L'incident serait survenu dimanche 5 décembre, dans le sanctuaire de la Madone de Monte Berico à Vicence: une femme de 28 ans s'en prend à un prêtre dans le confessionnal. Des témoins oculaires parlent d'une «scène de film d'horreur». Les soupçons se portent rapidement sur un démon qui aurait possédé la jeune femme.

Le prêtre fait appel à un exorciste, qui tente pendant huit heures d'expulser le démon. Pour cet abbé, il s'agit d'un démon tenace: «Normalement, le Mal s'enfuit après quelques Ave Maria, mais dans certains cas, le démon mord la personne et ne veut plus la quitter.»

L'Italie enregistre un demi-million d'exorcismes par an

Les exorcismes ne sont pas une rareté en Italie: l'association internationale des exorcistes estime que les services des «libérateurs» y sont sollicités environ un demi-million de fois par an. Depuis des années, la tendance est à la hausse. Et depuis le début de la pandémie, la demande a explosé.
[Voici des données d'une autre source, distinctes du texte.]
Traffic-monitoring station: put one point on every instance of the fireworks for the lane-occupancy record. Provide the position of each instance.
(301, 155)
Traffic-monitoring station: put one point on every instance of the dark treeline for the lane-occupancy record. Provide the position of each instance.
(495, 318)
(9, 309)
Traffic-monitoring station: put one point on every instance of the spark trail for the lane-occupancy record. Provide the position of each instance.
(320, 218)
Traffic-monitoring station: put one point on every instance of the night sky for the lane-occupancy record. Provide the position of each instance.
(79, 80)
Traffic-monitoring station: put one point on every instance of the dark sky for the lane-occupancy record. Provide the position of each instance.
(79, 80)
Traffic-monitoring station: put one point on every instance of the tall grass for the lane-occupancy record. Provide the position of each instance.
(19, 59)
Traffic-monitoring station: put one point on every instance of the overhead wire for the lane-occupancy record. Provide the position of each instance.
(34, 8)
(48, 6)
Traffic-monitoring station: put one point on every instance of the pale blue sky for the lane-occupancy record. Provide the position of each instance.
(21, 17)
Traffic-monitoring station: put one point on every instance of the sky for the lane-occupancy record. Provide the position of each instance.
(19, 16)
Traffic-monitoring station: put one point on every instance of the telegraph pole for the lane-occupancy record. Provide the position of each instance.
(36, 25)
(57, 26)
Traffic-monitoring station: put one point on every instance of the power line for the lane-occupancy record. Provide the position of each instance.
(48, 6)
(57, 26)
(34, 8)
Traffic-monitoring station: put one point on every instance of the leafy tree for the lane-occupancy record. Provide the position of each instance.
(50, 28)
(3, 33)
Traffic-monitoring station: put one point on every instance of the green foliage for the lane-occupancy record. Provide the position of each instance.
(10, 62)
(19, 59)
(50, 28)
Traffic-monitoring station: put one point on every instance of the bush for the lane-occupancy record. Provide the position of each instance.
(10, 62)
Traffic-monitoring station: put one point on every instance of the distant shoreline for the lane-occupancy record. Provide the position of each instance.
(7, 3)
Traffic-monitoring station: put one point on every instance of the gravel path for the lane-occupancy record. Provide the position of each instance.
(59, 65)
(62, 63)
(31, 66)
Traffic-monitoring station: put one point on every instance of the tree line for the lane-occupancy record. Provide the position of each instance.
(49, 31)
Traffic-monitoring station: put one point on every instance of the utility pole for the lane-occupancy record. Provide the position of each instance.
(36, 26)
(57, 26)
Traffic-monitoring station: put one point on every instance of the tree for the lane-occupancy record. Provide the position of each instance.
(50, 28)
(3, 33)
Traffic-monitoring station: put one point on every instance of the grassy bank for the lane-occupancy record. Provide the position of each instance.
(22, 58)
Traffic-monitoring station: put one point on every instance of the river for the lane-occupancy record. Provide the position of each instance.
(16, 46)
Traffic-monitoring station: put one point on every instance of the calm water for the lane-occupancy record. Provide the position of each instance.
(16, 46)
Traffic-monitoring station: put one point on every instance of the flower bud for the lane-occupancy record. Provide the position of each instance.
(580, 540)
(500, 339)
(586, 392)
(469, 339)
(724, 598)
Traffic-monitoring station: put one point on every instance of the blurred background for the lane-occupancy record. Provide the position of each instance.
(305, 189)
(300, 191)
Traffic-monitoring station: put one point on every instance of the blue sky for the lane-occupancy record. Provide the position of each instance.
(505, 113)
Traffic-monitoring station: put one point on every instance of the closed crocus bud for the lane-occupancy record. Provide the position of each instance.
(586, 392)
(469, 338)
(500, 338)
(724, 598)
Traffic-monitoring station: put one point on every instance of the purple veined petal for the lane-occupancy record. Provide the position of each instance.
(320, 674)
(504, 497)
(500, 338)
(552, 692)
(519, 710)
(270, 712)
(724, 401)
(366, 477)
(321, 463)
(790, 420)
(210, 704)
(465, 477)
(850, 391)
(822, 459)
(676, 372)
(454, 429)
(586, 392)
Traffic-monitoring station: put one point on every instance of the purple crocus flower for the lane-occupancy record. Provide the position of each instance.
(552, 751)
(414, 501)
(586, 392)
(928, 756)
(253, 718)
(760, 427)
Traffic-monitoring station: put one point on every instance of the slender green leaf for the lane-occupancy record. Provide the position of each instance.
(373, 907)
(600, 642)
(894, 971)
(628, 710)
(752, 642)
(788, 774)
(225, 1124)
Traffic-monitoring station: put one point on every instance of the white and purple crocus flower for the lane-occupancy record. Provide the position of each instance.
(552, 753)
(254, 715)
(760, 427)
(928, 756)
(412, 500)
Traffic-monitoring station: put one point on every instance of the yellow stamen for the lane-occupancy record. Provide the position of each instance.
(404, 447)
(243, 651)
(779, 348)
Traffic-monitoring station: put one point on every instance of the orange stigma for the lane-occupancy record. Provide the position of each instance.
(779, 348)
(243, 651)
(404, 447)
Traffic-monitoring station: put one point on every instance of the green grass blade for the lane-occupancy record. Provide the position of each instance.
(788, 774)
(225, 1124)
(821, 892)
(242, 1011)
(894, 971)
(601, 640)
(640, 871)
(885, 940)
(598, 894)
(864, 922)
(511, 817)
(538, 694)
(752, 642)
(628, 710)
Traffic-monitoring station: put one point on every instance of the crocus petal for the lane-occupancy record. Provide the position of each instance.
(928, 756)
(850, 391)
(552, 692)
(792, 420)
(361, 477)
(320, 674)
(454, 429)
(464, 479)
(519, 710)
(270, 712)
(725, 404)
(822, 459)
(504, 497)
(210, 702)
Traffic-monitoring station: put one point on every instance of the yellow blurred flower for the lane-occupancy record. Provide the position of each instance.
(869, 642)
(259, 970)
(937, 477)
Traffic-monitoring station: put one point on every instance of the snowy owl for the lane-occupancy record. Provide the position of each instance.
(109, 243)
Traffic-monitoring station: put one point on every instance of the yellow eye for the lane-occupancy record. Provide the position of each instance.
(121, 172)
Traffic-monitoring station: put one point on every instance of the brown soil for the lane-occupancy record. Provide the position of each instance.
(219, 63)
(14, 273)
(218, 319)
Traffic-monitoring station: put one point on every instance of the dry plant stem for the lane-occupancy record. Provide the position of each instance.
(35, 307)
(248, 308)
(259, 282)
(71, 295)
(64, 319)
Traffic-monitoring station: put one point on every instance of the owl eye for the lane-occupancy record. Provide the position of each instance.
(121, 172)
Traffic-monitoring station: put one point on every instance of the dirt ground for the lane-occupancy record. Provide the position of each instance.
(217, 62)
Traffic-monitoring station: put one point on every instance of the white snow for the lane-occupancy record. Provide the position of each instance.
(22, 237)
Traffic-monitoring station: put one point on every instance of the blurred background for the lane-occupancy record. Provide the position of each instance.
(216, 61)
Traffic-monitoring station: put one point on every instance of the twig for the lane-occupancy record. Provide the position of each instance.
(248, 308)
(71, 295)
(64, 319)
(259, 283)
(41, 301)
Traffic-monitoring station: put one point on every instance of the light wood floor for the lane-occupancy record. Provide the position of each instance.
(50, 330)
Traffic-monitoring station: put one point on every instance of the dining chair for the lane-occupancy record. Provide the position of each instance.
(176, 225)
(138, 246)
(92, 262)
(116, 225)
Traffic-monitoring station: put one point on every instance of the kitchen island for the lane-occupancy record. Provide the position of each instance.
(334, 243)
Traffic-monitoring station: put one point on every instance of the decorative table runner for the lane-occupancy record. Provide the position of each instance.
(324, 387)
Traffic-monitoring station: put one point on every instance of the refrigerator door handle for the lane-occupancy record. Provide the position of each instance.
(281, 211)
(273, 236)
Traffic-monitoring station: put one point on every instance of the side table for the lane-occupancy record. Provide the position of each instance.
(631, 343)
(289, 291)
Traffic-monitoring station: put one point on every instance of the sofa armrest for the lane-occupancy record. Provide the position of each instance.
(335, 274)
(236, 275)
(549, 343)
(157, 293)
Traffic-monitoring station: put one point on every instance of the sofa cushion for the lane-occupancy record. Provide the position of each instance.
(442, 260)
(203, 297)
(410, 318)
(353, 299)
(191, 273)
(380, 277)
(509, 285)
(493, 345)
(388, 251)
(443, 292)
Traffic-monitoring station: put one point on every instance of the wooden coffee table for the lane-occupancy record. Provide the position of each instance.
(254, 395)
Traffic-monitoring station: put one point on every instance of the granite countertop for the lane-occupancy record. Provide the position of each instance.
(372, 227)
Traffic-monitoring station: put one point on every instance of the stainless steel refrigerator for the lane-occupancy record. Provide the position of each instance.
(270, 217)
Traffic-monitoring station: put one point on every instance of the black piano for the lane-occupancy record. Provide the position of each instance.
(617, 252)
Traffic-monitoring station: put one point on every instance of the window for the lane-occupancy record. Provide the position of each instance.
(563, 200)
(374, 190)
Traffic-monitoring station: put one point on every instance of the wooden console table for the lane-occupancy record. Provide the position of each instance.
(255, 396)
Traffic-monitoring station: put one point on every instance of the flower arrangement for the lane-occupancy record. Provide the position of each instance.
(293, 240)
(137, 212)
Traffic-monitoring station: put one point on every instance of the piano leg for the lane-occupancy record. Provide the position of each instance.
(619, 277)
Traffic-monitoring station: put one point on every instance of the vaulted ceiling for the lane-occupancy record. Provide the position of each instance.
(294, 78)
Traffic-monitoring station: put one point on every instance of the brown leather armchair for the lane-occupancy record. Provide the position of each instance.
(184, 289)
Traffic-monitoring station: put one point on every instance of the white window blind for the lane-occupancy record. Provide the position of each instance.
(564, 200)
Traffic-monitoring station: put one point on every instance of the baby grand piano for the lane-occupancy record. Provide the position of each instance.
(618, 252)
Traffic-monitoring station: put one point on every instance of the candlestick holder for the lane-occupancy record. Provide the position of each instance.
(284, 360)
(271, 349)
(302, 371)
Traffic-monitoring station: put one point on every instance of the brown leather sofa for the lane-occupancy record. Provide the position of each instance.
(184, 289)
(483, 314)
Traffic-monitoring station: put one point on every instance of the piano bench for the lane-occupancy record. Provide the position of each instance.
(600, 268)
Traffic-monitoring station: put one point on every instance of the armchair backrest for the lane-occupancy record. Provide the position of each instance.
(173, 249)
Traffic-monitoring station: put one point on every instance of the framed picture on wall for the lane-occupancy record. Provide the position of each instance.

Au point que les exorcistes en Italie sont complètement débordés, comme l'écrit «l'Aargauer Zeitung». L'université pontificale Regina Apostolorum de Rome propose depuis quelques années des cours pour les futurs exorcistes. En octobre dernier, 137 personnes s'y étaient inscrites. Un nouveau record.

Dino Battiston, exorciste italien de longue date, explique au journal: «Les gens se sentent seuls, se perdent, et ensuite s'accrochent aux choses matérielles, à l'argent, puis deviennent obsédés par l'envie et la haine: c'est le premier signe du Mal.»

Le pape François avance des arguments similaires. Selon lui, le diable «pénètre dans nos cœurs par le biais du porte-monnaie». Le diable, ou «séducteur» comme le nomme le pape, nous dirait: «Pensez à ceci, faites cela. Le danger est de discuter avec lui, comme Eve l'a fait. Mais si nous entamons un dialogue avec le diable, nous sommes perdus. On ne discute pas avec le diable.»

Les symptômes de la possession évoluent

Nous avons parlé au pasteur Rudolf Nussbaumer, du canton de Schwyz. Lui aussi parle d'une légère augmentation des exorcismes en Suisse. Il la relativise toutefois: «Oui, il y a une légère augmentation, mais qui s'observe déjà depuis plusieurs années.» Lui-même ne fait que des prières personnelles de délivrance et assister aux exorcismes. Souvent, il oriente les personnes «possédées» vers des psychiatres croyants, car «de nombreux problèmes semblent se mélanger». Une éventuelle «obsession et un psychisme affaibli» seraient similaires et déclenchés par un manque de confiance en la vie, la solitude, et l'isolement, qui «prend des proportions dangereuses en cette période de pandémie».

Hansruedi Huber, du diocèse de Bâle, fait toutefois d'autres observations: «La demande de nos services de délivrance dans le diocèse de Bâle a diminué ces deux dernières années», explique-t-il. Il remarque toutefois des changements dans les symptômes déclarés: «Il y a davantage de personnes qui s'annoncent et qui se sentent possédées par des cauchemars».

La foi ne peut pas être «achetée»

Hansruedi Huber critique l'attitude de certains croyants vis-à-vis de l'exorcisme, ou du «service de libération», comme on appelle la pratique aujourd'hui. «Certains pensent qu'il existe une formule magique et qu'ensuite ils seront débarrassés du problème. Mais la foi n'est pas un produit de consommation que l'on peut acheter à la Migros ou télécharger», précise-t-il. Il est important que les personnes concernées fassent également un travail sur elles-mêmes.

Selon l'Eglise catholique, les symptômes typiques d'une «possession» sont des crises d'épilepsie, un changement de caractère, de la rage, une augmentation de la force inhabituelle, une agressivité contre le religieux et une clairvoyance psychique. Les médecins y voient les symptômes d'une maladie physique ou d'un trouble psychique qui devraient être traités par des professionnels.